CHARLESTON, W.Va. — West Virginia’s public employees, not including teachers, will see at least $50 million more collectively in their paychecks in the coming year under the Tax Cuts and Jobs Act, the federal tax overhaul, according to an analysis from the West Virginia Auditor’s Office.

Starting last Friday, changes to tax withholding tables were in effect for state paychecks.

Among the more than 40,000 state workers and employees of West Virginia University and Marshall University paid through the wvOASIS system, Auditor J.B. McCuskey estimated the total average savings for the pay period was around $1.9 million.

There are 26 pay periods each year.

“These are all West Virginians who are going to shop in West Virginia local businesses, so I think that this is, on the whole, a very, very good thing for West Virginia,” McCuskey said on Monday’s MetroNews “Talkline.”

McCuskey broke it down to an average of between $1,100 or $1,200 in federal tax savings per year, per employee on average.

“That doesn’t feel like crumbs to me,” he said.

U.S. Senator Shelley Moore Capito (R-W.Va.) agreed.

“That’s tires for your car, fixing a new furnace, going on a vacation — $1,200 is significant.
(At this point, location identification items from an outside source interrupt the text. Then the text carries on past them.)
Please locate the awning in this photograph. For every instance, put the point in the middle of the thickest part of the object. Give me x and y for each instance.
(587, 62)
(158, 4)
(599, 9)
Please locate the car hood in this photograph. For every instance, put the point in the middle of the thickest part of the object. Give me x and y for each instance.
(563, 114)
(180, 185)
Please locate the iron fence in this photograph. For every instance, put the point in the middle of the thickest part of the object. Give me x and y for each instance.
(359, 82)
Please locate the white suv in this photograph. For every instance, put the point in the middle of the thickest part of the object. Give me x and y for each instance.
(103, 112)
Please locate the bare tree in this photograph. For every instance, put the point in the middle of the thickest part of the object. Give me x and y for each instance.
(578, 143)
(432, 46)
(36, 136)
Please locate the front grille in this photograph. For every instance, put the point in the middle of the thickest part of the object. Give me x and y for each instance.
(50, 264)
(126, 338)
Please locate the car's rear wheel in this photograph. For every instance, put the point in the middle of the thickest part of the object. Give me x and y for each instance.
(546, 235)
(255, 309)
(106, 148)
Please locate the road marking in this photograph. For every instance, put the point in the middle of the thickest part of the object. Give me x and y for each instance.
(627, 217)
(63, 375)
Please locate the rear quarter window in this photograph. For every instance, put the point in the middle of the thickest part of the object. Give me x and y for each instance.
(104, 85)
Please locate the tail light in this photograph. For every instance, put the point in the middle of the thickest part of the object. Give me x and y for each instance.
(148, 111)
People work hard for this money,” she said. “It’s just, I think, further demonstration that it (tax reform) was well past due and very welcome.”

Annual savings will continue to climb at tax time for 2018 with larger child tax credits available along with a doubling of the standard tax deduction, in McCuskey’s analysis.
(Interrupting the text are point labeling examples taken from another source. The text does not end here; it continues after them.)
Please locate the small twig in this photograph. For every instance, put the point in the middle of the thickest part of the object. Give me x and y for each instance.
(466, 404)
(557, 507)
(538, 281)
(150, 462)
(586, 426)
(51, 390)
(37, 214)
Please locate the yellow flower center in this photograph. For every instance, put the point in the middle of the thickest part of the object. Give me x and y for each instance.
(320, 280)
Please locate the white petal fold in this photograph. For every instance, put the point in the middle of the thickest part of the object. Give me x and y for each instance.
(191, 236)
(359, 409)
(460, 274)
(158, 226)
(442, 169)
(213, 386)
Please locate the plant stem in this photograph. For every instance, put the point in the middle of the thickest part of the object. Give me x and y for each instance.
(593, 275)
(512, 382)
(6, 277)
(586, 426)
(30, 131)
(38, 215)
“The way the federal government sets up their tax tables is they, obviously, want to keep as much of your money as possible for the year,” he explained.
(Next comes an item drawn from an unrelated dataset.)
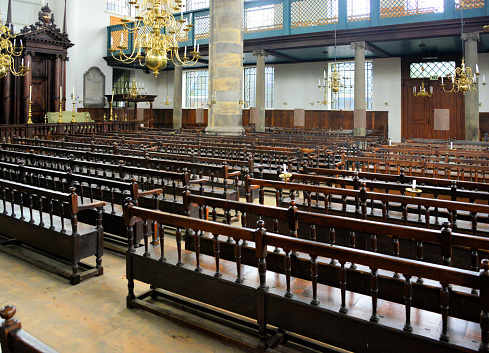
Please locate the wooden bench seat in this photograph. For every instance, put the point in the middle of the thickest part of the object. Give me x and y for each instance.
(269, 298)
(48, 222)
“So the tables are a baseline and it is our opinion that many of these people will be receiving a large refund at the end of the year too.”

Teachers are considered county employees, so McCuskey said his office does not have access to their pay records via wvOASIS and that is why his office’s estimates do not include them.

“The impact that this tax law is going to have should have a very similar impact on the workforce within the county school systems as it does on the state’s workforce in general,” he predicted.

“All of those employees will certainly feel good about that as money that they can spend themselves,” Capito said. “Individually, it’s good, but for the state it’s good too when you think in total.”

Walmart is West Virginia’s largest private employer.

“If you want to start talking about the state employees, the teachers and Walmart just put together, you’re talking about a big chunk of change that will, hopefully, come back into our state’s economy,” McCuskey said.

After passage of the tax overhaul, Walmart announced plans to increase starting salaries for all hourly workers in the United States to $11 per hour, provide a one-time $1,000 cash bonus to eligible employees and expand maternity and parental leave benefits.